Five Books to a Better Life

Remember those dreaded summer reading assignments during your school days? Like most kids my age for whatever reason, I despised the very thought of reading. Subsequently, I was the kid that would wait until August to even look at the assignment sheet for the summer reading project. This behavior continued until about my sophomore year of high school where I embarked on the journey of self-improvement when I realized I didn’t do much of anything so something had to change. From that moment, I taught myself to love the simple and relaxing act of reading. When I began to read on a regular basis, a few things happened: my grades improved, I learned new fun facts, and my vocabulary has ameliorated (improved). See what I mean? Okay, you caught me. I googled synonyms for improve and found that one. But my vocabulary has drastically improved! With all this said, let’s discuss five books that will make your life better

How to Win Friends and Influence People

Core Message: Read this if you want to improve your career and relationships.

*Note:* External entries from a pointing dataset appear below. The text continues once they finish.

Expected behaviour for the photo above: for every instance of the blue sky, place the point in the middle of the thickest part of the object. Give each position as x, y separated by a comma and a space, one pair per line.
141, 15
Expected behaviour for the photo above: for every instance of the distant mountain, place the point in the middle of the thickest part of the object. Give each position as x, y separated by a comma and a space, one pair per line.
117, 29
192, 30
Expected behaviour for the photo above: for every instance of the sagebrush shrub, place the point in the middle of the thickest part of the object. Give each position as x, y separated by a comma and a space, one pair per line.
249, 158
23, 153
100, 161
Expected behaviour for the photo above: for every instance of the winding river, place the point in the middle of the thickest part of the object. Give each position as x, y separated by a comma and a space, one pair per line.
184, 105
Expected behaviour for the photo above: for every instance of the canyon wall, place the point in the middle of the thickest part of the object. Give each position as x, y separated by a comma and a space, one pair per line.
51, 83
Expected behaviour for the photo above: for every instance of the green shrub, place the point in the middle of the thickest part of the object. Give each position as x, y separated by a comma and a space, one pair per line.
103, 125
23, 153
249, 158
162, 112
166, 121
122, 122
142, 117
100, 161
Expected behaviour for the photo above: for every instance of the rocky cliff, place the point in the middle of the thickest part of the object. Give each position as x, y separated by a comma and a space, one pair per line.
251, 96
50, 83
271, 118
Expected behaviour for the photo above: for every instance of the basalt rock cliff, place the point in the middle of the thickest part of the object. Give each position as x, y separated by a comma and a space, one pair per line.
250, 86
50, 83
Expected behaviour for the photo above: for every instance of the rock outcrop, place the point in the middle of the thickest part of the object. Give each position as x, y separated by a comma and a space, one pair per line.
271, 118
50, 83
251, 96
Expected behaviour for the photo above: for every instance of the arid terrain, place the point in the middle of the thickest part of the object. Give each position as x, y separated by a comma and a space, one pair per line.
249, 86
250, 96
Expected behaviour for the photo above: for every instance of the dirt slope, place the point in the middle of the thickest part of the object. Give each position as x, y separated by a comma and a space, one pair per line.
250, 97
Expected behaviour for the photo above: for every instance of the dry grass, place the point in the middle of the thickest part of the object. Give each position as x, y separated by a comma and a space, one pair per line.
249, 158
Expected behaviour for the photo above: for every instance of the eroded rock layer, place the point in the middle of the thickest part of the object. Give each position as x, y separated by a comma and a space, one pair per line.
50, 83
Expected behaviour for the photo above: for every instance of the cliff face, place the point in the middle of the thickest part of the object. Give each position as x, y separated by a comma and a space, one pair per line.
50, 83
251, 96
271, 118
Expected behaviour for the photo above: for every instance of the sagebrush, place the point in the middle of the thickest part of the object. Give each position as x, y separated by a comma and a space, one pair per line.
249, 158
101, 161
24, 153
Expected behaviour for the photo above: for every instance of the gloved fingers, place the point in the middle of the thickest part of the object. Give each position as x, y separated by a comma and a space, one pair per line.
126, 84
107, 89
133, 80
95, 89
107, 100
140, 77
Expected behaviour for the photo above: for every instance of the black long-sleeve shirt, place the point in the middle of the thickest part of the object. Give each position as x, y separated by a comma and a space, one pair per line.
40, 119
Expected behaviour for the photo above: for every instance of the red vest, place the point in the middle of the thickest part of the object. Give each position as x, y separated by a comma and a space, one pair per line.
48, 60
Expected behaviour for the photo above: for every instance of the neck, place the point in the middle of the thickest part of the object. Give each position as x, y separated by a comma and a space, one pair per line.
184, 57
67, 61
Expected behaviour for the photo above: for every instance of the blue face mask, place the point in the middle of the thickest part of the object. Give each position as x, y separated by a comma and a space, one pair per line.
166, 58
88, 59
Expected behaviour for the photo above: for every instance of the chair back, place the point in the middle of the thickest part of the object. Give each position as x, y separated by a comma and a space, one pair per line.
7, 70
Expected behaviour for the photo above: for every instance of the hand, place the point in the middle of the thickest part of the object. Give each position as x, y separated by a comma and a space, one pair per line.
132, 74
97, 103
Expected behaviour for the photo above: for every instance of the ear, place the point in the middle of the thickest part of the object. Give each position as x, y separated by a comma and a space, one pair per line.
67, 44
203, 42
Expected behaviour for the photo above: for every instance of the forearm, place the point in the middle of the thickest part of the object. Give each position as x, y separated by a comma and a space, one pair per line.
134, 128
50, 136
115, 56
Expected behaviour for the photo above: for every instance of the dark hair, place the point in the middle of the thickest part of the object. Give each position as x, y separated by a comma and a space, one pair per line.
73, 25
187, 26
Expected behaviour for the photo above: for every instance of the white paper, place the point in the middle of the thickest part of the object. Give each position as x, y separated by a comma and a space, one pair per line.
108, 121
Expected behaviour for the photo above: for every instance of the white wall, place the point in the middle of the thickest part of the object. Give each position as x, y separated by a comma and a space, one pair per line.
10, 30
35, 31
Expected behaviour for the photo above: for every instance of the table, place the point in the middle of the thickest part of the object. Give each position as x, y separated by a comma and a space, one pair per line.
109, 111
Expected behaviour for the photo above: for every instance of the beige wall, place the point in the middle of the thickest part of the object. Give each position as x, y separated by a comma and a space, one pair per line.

Are you interested in business? Improving relationships? Or just better at talking to people? Dale Carnegie is your guy. How to Win Friends and Influence People is one of those books that everybody says you should read but you kind of just push it off to the side thinking you already know how to do those things. Chances are, you don’t. In the book, Dale Carnegie offers up multiple ways to enhance your encounters with people such as smiling at people, repeating someone’s name, creating an interest in the other person, and talking on topics that interest other people. If that doesn’t convince you, he has multiple case studies in the book that highlight real world scenarios where his methods have completely reversed the situation in that person’s favor. On the cover, it states “The only book you need to find success.” This is the truth that Dale Carnegie and his family has been spreading since the 1930’s. Seriously, you need to read this book and read it again. And again. And again.

The Fifth Mountain

Core Message: Keep moving forward in life despite things not working out now

Paulo Coelho is mostly known for his novel The Alchemist which follows a Spanish boy as he attempts to find out his life’s purpose and gets into all sorts of trouble along the way. But The Fifth Mountain is a novel that is inspired by the prophet Elijah from the Old Testament. Paulo takes us inside the mind of Elijah as he is ridiculed by townspeople in Akbar for preaching that there is only one God and it is not a god named Baal but Yahweh. Message after message falls on the deaf ears of the people of Akbar. This leads Elijah to questioning God’s role in his life and turns away from Him for a brief moment. Elijah wonders why God has abandoned him and the people of Akbar as the city is ransacked by invading Assyrians. In the aftermath of the attack, Elijah finds fulfillment in rebuilding the city and helping his fellow man. In this moment, he realizes that God has never left him and actually uses Elijah to fulfill God’s will while fulfilling Elijah in his life’s purpose.  As a result, Elijah continues to spread his message of monotheism and the belief that things will always work out in the end.

The Hobbit

Core Message: Stand up for what you believe in despite being surrounded by multiple armies and a dragon

I am a sucker for anything that J.R.R. Tolkien has ever created. I admire him for his creativity and ability to create enormous worlds of fantasy that make it impossible to ever learn everything about Middle Earth. By now, I think the majority of people have read this book but if you haven’t, please do. The story follows Bilbo Baggins on his quest to find treasure (something we can all relate to) and his misfortunes along the way with his dwarf friends and a powerful wizard.

The Art of Manliness

Core Message: Everything from etiquette, exercise, hobby, skills, and career advice for husbands, boyfriends, fathers, and bachelors

Brett McKay and his wife, Kate McKay are owners of the website The Art of Manliness. Not only is this one of my favorite websites, they wrote a book detailing everything a man should be able to do. Now, the list gets exhaustive but they write the book in a way to make it fun to listen to their advice about being a husband, parent, worker, and outdoorsman. Included is practical cutouts in the back of the book to track your behavior and keep you accountable for your actions during the day. If you don’t feel like buying the book, just check out their blog. It is amazing even if you are a woman and need to kick your boyfriend’s or husband’s butt into gear.

For whom the Bell Tolls

Core Message: Know what you are fighting for

Ernest Hemingway was one of the most admired writers of the 20th century and for good reason. In all of his stories, he ties in personal experiences from his interesting life with his characters and breathtaking imagery for places like Spain or Italy. This particular story follows an American, Robert Jordan who is assigned to the Republicans or loyalists during the Spanish Civil War. His task is to demolish a bridge in an effort for the loyalists to outflank the rebels. While waiting for this task, he contemplates often over the reason he is fighting. Being from the US, he feels that this is not his war but vowed to defend the idea of Communism in foreign lands as well. Along the way, he falls in love with a fellow guerrilla fighter and finds his reason for fighting. Robert comments that he was never afraid to die until he fell in love with her. As the day of the demolition looms near, our protagonist has a renewed spirit to fight so he may survive to live out the life he has planned with this woman. Do you think it works out? I can’t tell you, read the book and you will be mesmerized by Hemingway’s blunt and descriptive storytelling skills.